Heidegger, a German philosopher, said: Cultural problems can only be solved by methods produced in the soil where this culture is produced. Perhaps because it is too difficult to do so, we would rather save the urgent need through cultural trade. ...
Heidegger probably didn't know the saying that China people "eat the original soup", otherwise he might quote it. Good idea! Good idea! There are still a number of completely westernized groups in our society (although they don't openly play this banner). They should listen to what the western philosopher Heidegger has to say.
The explanation of mathematical weirdo
There are also some weirdos in mathematics, such as Chen Jingrun in China, Nash in the United States, and Erdos, a Hungarian-American mathematician. Why is this happening?
Colmo Golov, a famous Russian mathematician, believes that when mathematics can begin to appear, people's normal psychological development will stop.
Of course, not all mathematicians are different from ordinary people. However, for those math geeks, Colmo Golov's explanation may be worth talking about.
Voice and numbers
Aryabhata, an ancient Indian astronomer and mathematician, wrote a poem in 499 AD, when he was 23 years old. In fact, this is a sine table, and each letter in the text represents a specific number.
Indians have a tradition of "counting by sound" For example, use the 25 categories in Sanskrit (? The original is classified consonants, that is, from K to M, to represent 1 to 25; Eight unclassified consonants, namely from Y to H, are used to express the 30th power of 10 to the 30th power of 10/00; Nine vowels, namely A to au, are used to express the 0 th power of 100 to the 8 th power of 100. Therefore, khyughr = (4x1003)+(2+30)1002 = 4320000.
Why is Indian culture not afraid of large numbers?

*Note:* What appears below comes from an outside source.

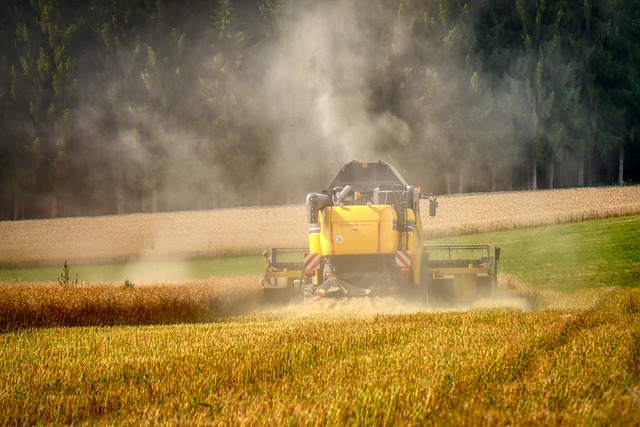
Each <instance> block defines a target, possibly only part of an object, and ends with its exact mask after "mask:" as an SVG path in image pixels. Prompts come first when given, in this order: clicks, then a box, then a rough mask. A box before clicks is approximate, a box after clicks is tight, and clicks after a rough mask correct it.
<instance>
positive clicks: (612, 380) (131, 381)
mask: <svg viewBox="0 0 640 427" xmlns="http://www.w3.org/2000/svg"><path fill="white" fill-rule="evenodd" d="M639 316H640V291H638V290H634V289H630V290H616V289H609V290H602V291H601V292H600V294H599V297H598V299H597V301H596V302H595V304H594V305H593V306H592V307H590V308H589V309H586V310H546V311H543V312H522V311H519V310H514V309H502V310H495V309H494V310H484V309H475V310H471V311H468V312H461V311H454V312H440V313H432V312H426V311H422V312H414V313H406V314H371V313H368V314H363V313H360V314H359V313H357V312H356V313H353V312H350V313H348V312H343V311H325V312H316V313H313V314H305V313H303V312H300V311H296V310H293V309H291V308H288V309H282V310H273V311H270V312H268V313H262V314H259V315H245V316H240V317H236V318H234V319H232V320H228V321H225V322H219V323H210V324H206V325H191V324H183V325H172V326H152V327H149V326H145V327H140V326H132V327H119V328H100V327H98V328H96V327H91V328H53V329H36V330H18V331H13V332H7V333H4V334H2V335H0V406H1V407H3V408H5V410H4V411H3V413H2V414H1V415H0V424H2V425H8V424H14V425H15V424H38V423H45V424H51V423H53V424H73V423H84V422H91V423H95V424H114V423H115V424H143V425H144V424H157V423H171V424H174V423H181V424H189V425H198V424H209V425H211V424H213V425H215V424H220V425H239V424H250V425H274V424H275V425H283V424H294V425H300V424H304V425H307V424H312V425H313V424H315V425H325V424H330V425H344V424H349V425H371V424H375V425H397V424H405V425H408V424H414V425H415V424H417V425H433V424H456V425H458V424H466V425H469V424H473V425H477V424H492V425H506V424H511V425H513V424H544V425H549V424H556V425H557V424H565V425H566V424H569V425H593V424H596V425H602V424H616V425H633V424H637V423H638V422H639V421H640V417H639V416H638V414H640V387H639V385H638V384H639V382H640V369H639V368H638V366H640V322H639V319H640V317H639Z"/></svg>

Is it because Indians are used to tens of thousands of meters of mountains? Isn't it strange that a river thousands of meters wide runs thousands of miles? Why do Indians have the enthusiasm to construct the shortest phrases to express those huge and friendly numbers? In ancient India, people would say that a grammarian would be as happy as having a son if he could omit half a syllable from the expression of a grammatical rule. For ancient Indians, sound is sacred, and one syllable can hold infinity: the smallest word is accompanied by huge numbers.
(Roddam Narasimha, Sine in Concise Poems, Nature, 200 1, 4 14 (6866): 85 1)
I once wrote an essay Science and Music (/blog/user_content.aspx? Id=5 172), "The scientific life of note jumping" (/blog/user_content.aspx? Id=37739), briefly discuss the relationship between science and music. The view of ancient Indians on the relationship between numbers and sounds provides another perspective for exploring the relationship between science and music.
I don't know much about aryabhata. The following is a brief introduction to him from a website in Hong Kong. ( http://www.edp.ust.hk/previous/math/history/3/3_97.htm )
Aryabhata No.1 [Aryabhatai] AD 476-550, India.
He is the earliest known Indian mathematician and belongs to Zusumabro School. He mainly has two works: one is the Almanac of Ayabata, which was written in 499 AD, including astronomical watch, arithmetic, time measurement and ball. This book has ***4 lines, consisting of 12 1. Among them, there are two lines and 33 lines about mathematics, including arithmetic, algebra, geometry, trigonometry and other knowledge. Another book about celestial arithmetic has been lost.
He has made many contributions to mathematics, among which sine table and the solution of indefinite equation are his most representative achievements.
He pointed out that π = (104× 8+62000) ÷ 20000 = 3.1416; In the aspect of making sine table, the circumference is divided into 360 equal parts, and each equal part has 60 small equal parts. Its characteristic is to calculate the length of the half chord equivalent to the current sine line, rather than the length of the whole chord, which is different from that of the vegetable man.
He established the principle of using -ax = c [A, B, C are all integers] to find the general solution of positive integers of an indefinite equation, which was at the forefront of the world at that time, and its method was actually division by turns.
Aryabhata is an important figure in the history of Indian science. In memory of him, the first artificial satellite launched by India in April 1975 was named aryabhata.